A child who is anxious or easily overwhelmed may benefit from mindfulness-style sessions, and from the sense that calm attention is explicitly taught, not just demanded.
A child who is hands-on may shine in construction or Lego-style activities, which also build early design and language skills (explaining, sequencing, collaborating).
The school publishes staggered start and finish times for year groups in some of its communications, with examples showing Nursery and Year 1 on a 9.00 a.m. start, and Reception and Year 2 on an 8.50 a.m. start, with early afternoon finishes around 2.50 p.m. to 3.00 p.m. (parents should confirm the current pattern for their child’s year group as timings can change).
Wraparound care is referenced in school communications, including material stating wraparound care availability up to 6.00 p.m., and policy documents that describe extended care as part of academy charging and remissions arrangements. If your childcare plan depends on wraparound, confirm current days, session times, and booking expectations directly with the school.
Attendance and punctuality matter here. The latest inspection explicitly flags attendance as an area leaders must keep improving, because irregular attendance leads to children falling behind and struggling to catch up.
If your child has speech and language needs, ask detailed questions. Ofsted highlights that some pupils needing extra help with communication did not always get appropriate support quickly enough. Parents should ask what has changed since 2022 and how referrals and interventions work.
An infant school means a planned transition at age 7. This can be a positive, with a clear “next step” into Key Stage 2, but it does mean another change of building and staff. Ask how transition is handled and which junior schools typically receive pupils.

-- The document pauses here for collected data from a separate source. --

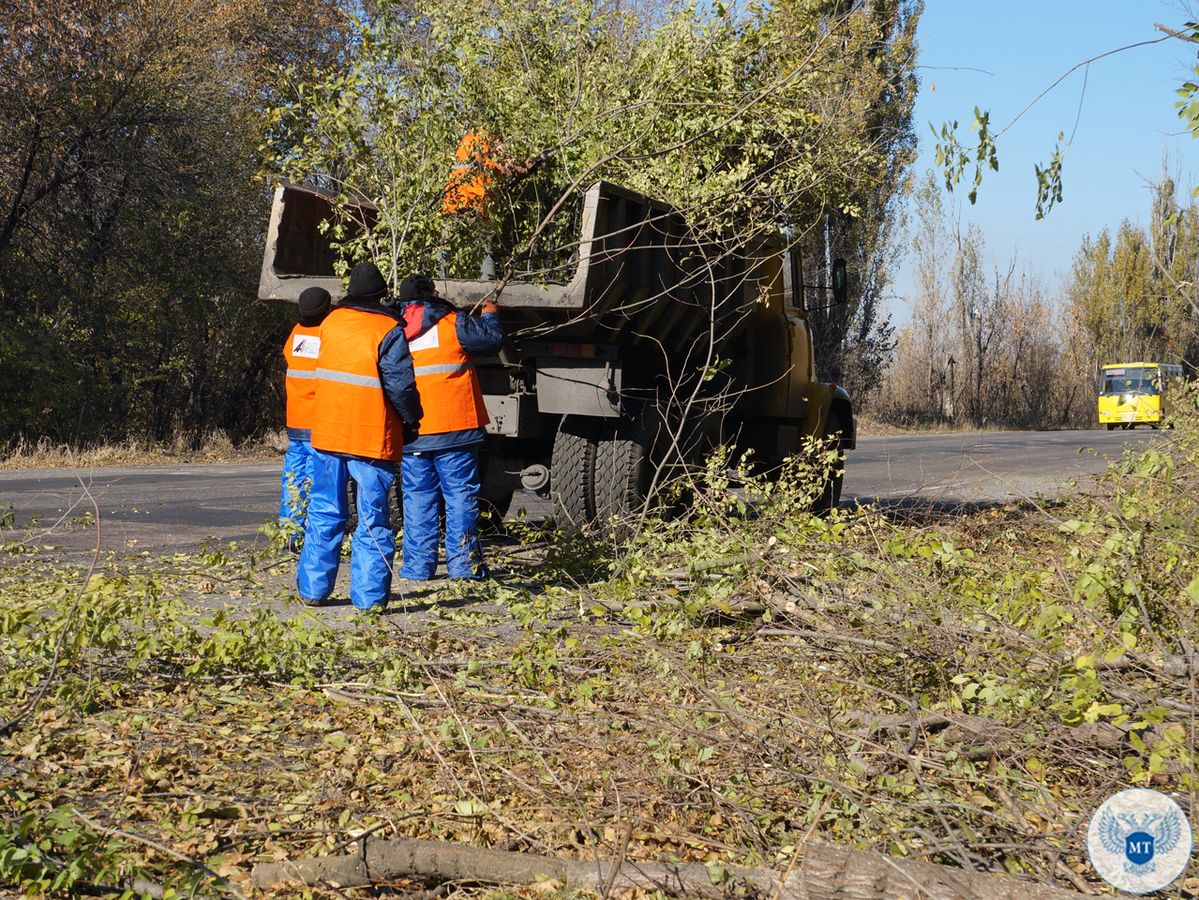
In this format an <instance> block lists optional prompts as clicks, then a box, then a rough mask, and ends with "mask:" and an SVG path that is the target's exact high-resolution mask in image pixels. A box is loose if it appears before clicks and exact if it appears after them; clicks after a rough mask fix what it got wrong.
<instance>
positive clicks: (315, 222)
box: [259, 182, 855, 526]
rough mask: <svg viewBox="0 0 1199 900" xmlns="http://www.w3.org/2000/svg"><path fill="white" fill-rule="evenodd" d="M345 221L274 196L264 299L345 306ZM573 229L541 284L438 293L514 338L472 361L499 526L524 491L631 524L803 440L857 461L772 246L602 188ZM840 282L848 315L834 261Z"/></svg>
mask: <svg viewBox="0 0 1199 900" xmlns="http://www.w3.org/2000/svg"><path fill="white" fill-rule="evenodd" d="M345 206H347V205H345V203H344V198H343V199H342V200H341V201H338V198H337V197H336V195H335V194H332V193H330V192H326V191H323V189H319V188H314V187H306V186H299V185H291V183H283V185H279V186H278V187H277V188H276V191H275V199H273V205H272V210H271V218H270V224H269V226H267V235H266V247H265V252H264V256H263V270H261V277H260V282H259V297H260V298H263V300H266V301H290V302H295V301H296V298H297V297H299V296H300V294H301V291H303V290H305V289H306V288H309V286H313V285H318V286H321V288H325V289H326V290H327V291H329V292H330V294H331V295H332V296H333V298H335V302H336V301H337V300H339V298H341V297H342V296H344V294H345V289H344V284H343V282H342V279H341V278H339V277H337V276H336V274H335V266H336V262H337V252H336V248H335V247H333V246H332V244H331V242H330V238H329V234H330V232H331V231H332V229H330V228H329V223H331V222H333V221H337V222H339V223H342V224H343V226H344V223H345V222H356V223H359V225H360V226H367V228H369V226H370V224H372V222H373V219H374V216H375V213H376V209H375V207H373V206H372V205H370V204H354V205H351V206H353V209H351V210H349V215H348V211H347V209H345ZM576 212H577V222H578V223H579V225H578V226H579V235H578V241H577V243H574V244H573V250H572V253H571V256H570V259H567V260H566V261H564V262H562V264H561V265H560V266H559V267H558V268H556V270H555V268H549V270H547V271H548V272H549V277H548V278H547V277H546V274H544V272H543V273H542V274H541V276H540V277H538V278H537V279H536V280H526V282H522V280H516V279H511V280H506V282H502V283H499V282H495V280H462V279H446V278H439V279H438V288H439V292H440V294H441V296H442V297H445V298H446V300H447V301H450V302H451V303H453V304H454V306H457V307H458V308H459V309H470V308H471V307H472V306H475V304H476V303H477V302H480V301H481V300H483V298H484V297H493V296H494V297H495V298H496V300H498V302H499V307H500V318H501V320H502V322H504V326H505V331H506V333H507V336H508V342H507V344H506V345H505V348H504V350H502V351H501V352H500V354H499V356H496V357H494V358H488V360H480V361H476V366H477V370H478V376H480V381H481V385H482V389H483V399H484V401H486V404H487V410H488V413H489V417H490V423H489V424H488V425H487V433H488V446H487V452H486V453H484V454H483V466H482V484H483V487H482V500H483V501H484V505H486V506H487V507H489V508H490V511H492V512H493V515H496V514H498V515H500V517H502V515H504V514H505V513H506V512H507V509H508V506H510V503H511V502H512V496H513V494H514V493H516V491H517V490H519V489H524V490H529V491H536V493H538V494H542V495H549V496H552V497H553V500H554V502H555V505H556V507H558V512H559V515H560V518H561V520H562V521H564V523H567V524H574V525H577V526H583V525H588V524H594V523H597V521H611V520H621V519H622V518H623V519H626V520H627V519H628V517H629V514H631V513H635V512H637V511H639V509H640V508H643V507H644V505H645V502H646V500H647V499H649V497H650V496H651V495H653V494H655V493H657V491H658V490H659V489H661V488H663V487H664V485H665V484H667V483H669V482H670V479H671V477H673V476H674V475H675V473H677V472H679V471H680V470H681V469H682V467H685V466H687V465H693V464H695V463H697V461H699V460H701V459H703V458H704V455H705V453H707V452H709V451H710V449H711V448H713V447H716V446H719V445H725V446H730V447H733V448H735V449H736V451H737V453H739V454H740V453H741V452H743V451H752V459H753V460H754V464H755V465H758V466H760V467H763V469H764V470H765V471H771V470H772V469H775V467H778V466H781V465H782V463H783V461H784V460H787V459H788V458H789V457H790V455H791V454H795V453H801V452H806V451H807V449H809V448H811V446H812V442H811V441H809V440H807V439H809V437H818V439H826V440H827V441H829V445H830V446H832V447H833V448H836V449H837V451H848V449H851V448H852V447H854V446H855V425H854V410H852V403H851V400H850V397H849V393H848V392H846V391H845V389H844V388H843V387H840V386H838V385H833V383H827V382H820V381H818V380H817V376H815V360H814V358H813V343H812V332H811V328H809V322H808V314H807V310H806V307H805V283H803V272H802V266H801V254H800V253H797V252H795V250H793V249H791V248H790V247H789V246H788V244H787V242H785V241H784V240H783V237H782V236H781V235H779V236H776V237H771V238H763V240H755V241H752V242H742V243H736V242H733V241H723V240H715V238H712V237H710V236H706V235H703V234H697V231H695V230H694V229H693V228H692V225H691V224H689V223H688V222H687V218H686V217H685V216H683V215H682V213H680V212H677V211H675V210H673V209H671V207H670V206H668V205H667V204H663V203H659V201H657V200H653V199H651V198H647V197H644V195H641V194H638V193H635V192H632V191H628V189H625V188H622V187H619V186H616V185H611V183H607V182H597V183H595V185H592V186H591V187H590V188H589V189H588V191H586V192H585V193H584V195H583V199H582V210H578V211H576ZM343 234H344V228H343ZM400 274H404V273H400ZM554 274H559V276H560V277H559V278H558V279H555V278H554V277H553V276H554ZM832 276H833V277H832V282H833V284H832V285H831V286H829V289H830V290H832V291H833V294H835V297H836V300H837V301H843V300H844V294H845V290H846V282H845V278H846V276H845V268H844V262H843V261H840V260H837V262H836V264H835V265H833V266H832ZM838 459H839V460H843V459H844V457H843V455H839V457H838ZM842 476H843V466H842V465H840V464H838V465H835V466H833V467H832V470H831V472H830V475H829V477H827V481H826V483H825V484H824V489H823V491H821V494H820V496H819V499H818V500H817V502H815V506H817V508H818V509H827V508H829V507H831V506H835V505H836V503H837V502H838V500H839V496H840V483H842Z"/></svg>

Competition exists, but it is not “winner takes all”. The most recent application and offer figures indicate modest oversubscription at entry. This rewards organised, on-time applications and a clear understanding of oversubscription criteria.
Jackfield Infant School reads as a structured, reading-led infant setting that takes routines and early skill-building seriously. The 2022 Good inspection outcome, coupled with a detailed picture of phonics, reading practice, and calm behaviour expectations, suggests a school that knows what it is trying to achieve for children aged 3 to 7.

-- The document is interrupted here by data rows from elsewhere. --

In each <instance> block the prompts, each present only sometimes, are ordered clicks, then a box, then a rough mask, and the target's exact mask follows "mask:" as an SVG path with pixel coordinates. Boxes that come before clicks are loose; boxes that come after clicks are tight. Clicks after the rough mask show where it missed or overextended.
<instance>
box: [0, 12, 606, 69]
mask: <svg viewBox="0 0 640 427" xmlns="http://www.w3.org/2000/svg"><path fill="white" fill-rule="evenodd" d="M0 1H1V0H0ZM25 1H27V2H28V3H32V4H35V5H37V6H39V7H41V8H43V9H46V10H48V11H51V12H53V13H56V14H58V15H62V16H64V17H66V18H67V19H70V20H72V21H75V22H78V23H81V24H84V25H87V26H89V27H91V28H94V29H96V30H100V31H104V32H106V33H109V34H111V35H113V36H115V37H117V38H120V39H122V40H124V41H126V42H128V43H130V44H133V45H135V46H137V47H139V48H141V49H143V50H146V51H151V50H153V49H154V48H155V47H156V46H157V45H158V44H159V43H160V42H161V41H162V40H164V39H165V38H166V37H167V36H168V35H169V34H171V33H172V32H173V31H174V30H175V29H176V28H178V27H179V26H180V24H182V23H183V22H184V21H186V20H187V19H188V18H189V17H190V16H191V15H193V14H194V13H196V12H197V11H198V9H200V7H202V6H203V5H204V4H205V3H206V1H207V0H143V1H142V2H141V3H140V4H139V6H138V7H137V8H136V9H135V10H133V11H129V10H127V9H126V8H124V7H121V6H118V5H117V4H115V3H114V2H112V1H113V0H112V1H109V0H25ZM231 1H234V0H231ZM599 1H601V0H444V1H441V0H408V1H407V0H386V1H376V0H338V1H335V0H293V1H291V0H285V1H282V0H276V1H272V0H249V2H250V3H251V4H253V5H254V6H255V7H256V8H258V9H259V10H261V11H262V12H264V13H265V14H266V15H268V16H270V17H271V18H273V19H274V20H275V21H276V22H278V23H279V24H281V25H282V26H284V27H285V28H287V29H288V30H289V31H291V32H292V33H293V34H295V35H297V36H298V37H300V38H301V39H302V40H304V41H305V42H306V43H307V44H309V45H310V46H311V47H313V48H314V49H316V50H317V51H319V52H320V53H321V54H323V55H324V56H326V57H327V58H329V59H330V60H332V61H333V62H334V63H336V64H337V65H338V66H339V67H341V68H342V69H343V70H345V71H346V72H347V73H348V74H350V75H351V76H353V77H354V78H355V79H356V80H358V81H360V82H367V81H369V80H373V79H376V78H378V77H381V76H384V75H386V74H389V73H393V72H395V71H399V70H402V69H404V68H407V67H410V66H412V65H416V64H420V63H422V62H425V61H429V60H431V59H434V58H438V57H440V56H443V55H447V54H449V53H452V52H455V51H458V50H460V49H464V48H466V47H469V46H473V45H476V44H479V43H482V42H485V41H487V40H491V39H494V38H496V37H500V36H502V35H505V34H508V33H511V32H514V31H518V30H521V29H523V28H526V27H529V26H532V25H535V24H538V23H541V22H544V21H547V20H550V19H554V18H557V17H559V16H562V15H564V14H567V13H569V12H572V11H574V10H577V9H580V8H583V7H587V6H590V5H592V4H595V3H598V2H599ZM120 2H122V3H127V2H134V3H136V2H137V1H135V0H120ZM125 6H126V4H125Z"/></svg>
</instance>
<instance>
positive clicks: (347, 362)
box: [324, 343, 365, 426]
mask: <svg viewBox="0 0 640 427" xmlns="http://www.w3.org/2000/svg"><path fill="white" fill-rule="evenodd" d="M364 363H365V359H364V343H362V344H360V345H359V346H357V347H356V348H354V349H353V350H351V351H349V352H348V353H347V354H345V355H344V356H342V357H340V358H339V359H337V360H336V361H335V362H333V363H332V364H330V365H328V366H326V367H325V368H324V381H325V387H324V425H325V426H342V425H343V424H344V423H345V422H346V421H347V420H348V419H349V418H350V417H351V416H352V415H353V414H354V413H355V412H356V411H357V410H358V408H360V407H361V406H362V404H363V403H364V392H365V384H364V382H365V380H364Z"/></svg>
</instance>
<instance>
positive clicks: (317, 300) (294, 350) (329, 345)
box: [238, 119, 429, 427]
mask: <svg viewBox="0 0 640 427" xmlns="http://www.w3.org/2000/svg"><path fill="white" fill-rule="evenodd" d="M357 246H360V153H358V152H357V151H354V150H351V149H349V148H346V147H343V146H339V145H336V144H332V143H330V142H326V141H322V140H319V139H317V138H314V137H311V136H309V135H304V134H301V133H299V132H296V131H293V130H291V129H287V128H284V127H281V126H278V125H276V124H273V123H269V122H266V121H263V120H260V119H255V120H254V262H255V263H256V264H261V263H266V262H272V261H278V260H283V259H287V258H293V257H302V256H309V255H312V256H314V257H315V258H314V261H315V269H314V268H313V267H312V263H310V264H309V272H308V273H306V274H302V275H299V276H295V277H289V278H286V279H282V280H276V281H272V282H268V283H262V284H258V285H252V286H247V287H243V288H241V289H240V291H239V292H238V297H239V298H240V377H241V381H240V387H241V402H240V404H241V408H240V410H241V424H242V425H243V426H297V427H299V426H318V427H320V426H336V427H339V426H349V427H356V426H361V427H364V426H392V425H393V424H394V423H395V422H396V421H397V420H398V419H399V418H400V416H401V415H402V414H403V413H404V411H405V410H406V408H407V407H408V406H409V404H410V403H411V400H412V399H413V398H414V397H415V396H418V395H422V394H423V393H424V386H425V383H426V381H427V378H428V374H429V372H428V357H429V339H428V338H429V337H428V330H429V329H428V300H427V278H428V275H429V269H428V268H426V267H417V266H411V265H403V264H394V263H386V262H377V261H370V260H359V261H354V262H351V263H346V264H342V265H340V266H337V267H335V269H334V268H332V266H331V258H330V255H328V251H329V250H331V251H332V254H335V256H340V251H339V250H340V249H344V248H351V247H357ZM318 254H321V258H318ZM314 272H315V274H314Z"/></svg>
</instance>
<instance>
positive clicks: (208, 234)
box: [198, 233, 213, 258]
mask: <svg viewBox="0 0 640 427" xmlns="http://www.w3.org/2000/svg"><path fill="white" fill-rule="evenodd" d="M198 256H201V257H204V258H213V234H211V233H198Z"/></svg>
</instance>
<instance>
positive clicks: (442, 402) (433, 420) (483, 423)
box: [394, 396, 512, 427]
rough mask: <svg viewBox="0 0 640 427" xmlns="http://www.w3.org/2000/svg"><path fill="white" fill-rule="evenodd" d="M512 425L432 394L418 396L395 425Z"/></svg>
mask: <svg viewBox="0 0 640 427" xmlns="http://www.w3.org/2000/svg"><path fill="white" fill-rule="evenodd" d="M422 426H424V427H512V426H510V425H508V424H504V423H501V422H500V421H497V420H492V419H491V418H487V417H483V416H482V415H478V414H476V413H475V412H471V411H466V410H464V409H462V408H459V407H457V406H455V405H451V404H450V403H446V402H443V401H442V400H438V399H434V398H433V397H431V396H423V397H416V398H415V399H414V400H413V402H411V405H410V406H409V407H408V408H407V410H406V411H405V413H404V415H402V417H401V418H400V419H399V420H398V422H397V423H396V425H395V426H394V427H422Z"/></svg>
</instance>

Best suited to families who want a clear behavioural framework, strong early reading emphasis, and a school that uses trips, visitors and clubs to make learning tangible. The main watch-outs are attendance expectations and making sure any communication needs are picked up early and supported consistently.
The most recent Ofsted inspection (29 to 30 November 2022) rated the school Good overall, with Good grades across Quality of education, Behaviour and attitudes, Personal development, Leadership and management, and Early years provision. Safeguarding was judged effective.
For Stoke-on-Trent, the council’s published timetable states Reception applications open in November 2025 and close on Thursday 15 January 2026, with offers released on Thursday 16 April 2026. Apply through the local authority’s coordinated admissions route rather than assuming a direct-to-school process.
Yes, the school has nursery provision. The local authority publishes a separate nursery application timetable, with a stated closing date of Friday 27 February 2026 and offers on Friday 15 May 2026 for that admissions cycle. Confirm session patterns and progression expectations directly with the school.
Reading is prioritised from the early years. Ofsted describes staff being trained to teach phonics and reading well, daily structured practice (including reading squads), and books matched to pupils’ phonics knowledge, with regular reading to adults to build fluency and confidence.
The school’s enrichment includes trips and visitors, and the Ofsted report specifically lists clubs such as multi-sports, dance, mindfulness and construction club. School materials also reference practical clubs such as cookery and Lego-style activities. Availability can vary by term and year group.